I'm trying to help a developer who is trying to harden a web server against server-side request forgery. In short, I've wrote a script that sends a "forged" HTTP request which we will use to test against the server until it is configured to not respond to such manipulated requests. I'm getting an error on Invoke-WebRequest: "Cannot validate argument on parameter 'Uri'" and while I've tried a ton of different combos of the below code I cannot get it to fly.

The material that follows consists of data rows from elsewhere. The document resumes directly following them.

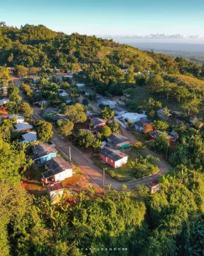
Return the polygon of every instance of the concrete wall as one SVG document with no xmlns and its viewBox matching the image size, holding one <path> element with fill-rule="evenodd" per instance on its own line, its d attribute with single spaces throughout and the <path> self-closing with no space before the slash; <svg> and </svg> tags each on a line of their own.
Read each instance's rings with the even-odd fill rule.
<svg viewBox="0 0 204 256">
<path fill-rule="evenodd" d="M 122 159 L 118 160 L 115 162 L 115 169 L 121 167 L 123 164 L 128 163 L 128 156 L 124 156 Z"/>
<path fill-rule="evenodd" d="M 63 190 L 59 190 L 56 191 L 51 191 L 49 194 L 50 200 L 57 199 L 60 196 L 62 196 Z"/>
<path fill-rule="evenodd" d="M 44 164 L 46 161 L 50 160 L 52 157 L 56 157 L 56 153 L 50 153 L 47 156 L 40 157 L 40 164 Z"/>
<path fill-rule="evenodd" d="M 60 174 L 55 175 L 55 181 L 64 181 L 67 178 L 72 177 L 72 169 L 67 169 Z"/>
</svg>

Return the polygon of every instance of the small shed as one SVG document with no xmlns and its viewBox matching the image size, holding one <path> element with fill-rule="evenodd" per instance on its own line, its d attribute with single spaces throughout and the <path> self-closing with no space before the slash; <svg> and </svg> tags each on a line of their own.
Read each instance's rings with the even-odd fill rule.
<svg viewBox="0 0 204 256">
<path fill-rule="evenodd" d="M 13 117 L 16 118 L 17 124 L 25 122 L 25 117 L 21 117 L 21 116 L 18 116 L 18 115 L 16 115 L 16 114 L 12 114 L 12 115 L 10 115 L 8 117 L 9 119 L 13 118 Z"/>
<path fill-rule="evenodd" d="M 123 119 L 124 122 L 132 121 L 135 123 L 140 120 L 145 120 L 147 116 L 144 114 L 127 112 L 123 114 Z"/>
<path fill-rule="evenodd" d="M 26 134 L 22 135 L 22 137 L 24 139 L 22 142 L 22 143 L 25 143 L 25 142 L 29 143 L 29 142 L 31 142 L 32 141 L 38 140 L 37 133 L 35 132 L 27 132 Z"/>
<path fill-rule="evenodd" d="M 175 131 L 172 131 L 171 132 L 170 132 L 170 135 L 172 136 L 174 138 L 173 142 L 176 142 L 176 139 L 179 137 L 179 134 Z"/>
<path fill-rule="evenodd" d="M 153 131 L 153 126 L 152 125 L 152 122 L 149 120 L 140 120 L 138 122 L 135 122 L 135 129 L 137 131 L 143 131 L 144 128 L 145 127 L 145 126 L 147 126 L 147 124 L 149 125 L 150 127 L 150 131 L 149 132 L 152 132 Z"/>
<path fill-rule="evenodd" d="M 149 188 L 150 193 L 154 193 L 160 189 L 158 180 L 149 182 L 148 186 Z"/>
<path fill-rule="evenodd" d="M 40 82 L 40 77 L 34 77 L 34 78 L 33 78 L 33 82 L 34 83 L 37 83 L 37 82 Z"/>
<path fill-rule="evenodd" d="M 77 86 L 78 89 L 80 89 L 80 88 L 84 87 L 85 86 L 85 84 L 78 82 L 78 83 L 76 84 L 76 86 Z"/>
<path fill-rule="evenodd" d="M 64 193 L 64 186 L 62 182 L 56 182 L 46 185 L 46 190 L 50 200 L 56 200 Z"/>
<path fill-rule="evenodd" d="M 166 114 L 164 110 L 159 110 L 157 111 L 157 116 L 162 120 L 168 120 L 171 118 L 171 114 Z"/>
<path fill-rule="evenodd" d="M 102 160 L 109 164 L 114 169 L 121 167 L 128 163 L 128 156 L 122 153 L 120 150 L 108 148 L 103 148 L 100 151 L 100 156 Z"/>
<path fill-rule="evenodd" d="M 32 131 L 33 129 L 33 126 L 29 124 L 28 122 L 21 122 L 16 124 L 14 124 L 14 127 L 16 128 L 16 132 L 23 132 L 25 130 L 29 130 L 29 131 Z"/>
<path fill-rule="evenodd" d="M 118 105 L 110 106 L 110 107 L 115 111 L 115 115 L 118 116 L 121 116 L 122 114 L 125 114 L 128 112 L 128 110 L 125 108 Z"/>
<path fill-rule="evenodd" d="M 106 120 L 100 117 L 94 117 L 91 119 L 91 124 L 94 125 L 94 128 L 103 127 L 106 124 Z"/>
<path fill-rule="evenodd" d="M 120 149 L 126 149 L 130 146 L 130 139 L 118 133 L 113 133 L 107 139 L 108 142 L 114 146 L 118 146 Z"/>
</svg>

Any thoughts? (Note: my-ef.example.com below is not the actual host)
#requires -Version 5
#requires -PSEdition Desktop
class TrustAllCertsPolicy : System.Net.ICertificatePolicy {
[bool] CheckValidationResult([System.Net.ServicePoint] $a,
[System.Security.Cryptography.X509Certificates.X509Certificate] $b,
[System.Net.WebRequest] $c,
[int] $d) {
return $true
}
}
[System.Net.ServicePointManager]::CertificatePolicy = [TrustAllCertsPolicy]::new()
$Params = @{
Uri = 'http://192.168.1.119'
Host = 'my-ef.example.com'
Method = 'GET'
Headers = @{"Cache-Control" = "no-cache, no-transform"; "Connection" = "close"; "Pragma" = "no-cache"}
}
Invoke-WebRequest -Method 'POST' -Uri $url
The above code always throws the error:
Invoke-WebRequest : Cannot validate argument on parameter 'Uri'. The argument is null or empty. Provide an argument that is not null or empty, and then try the command again.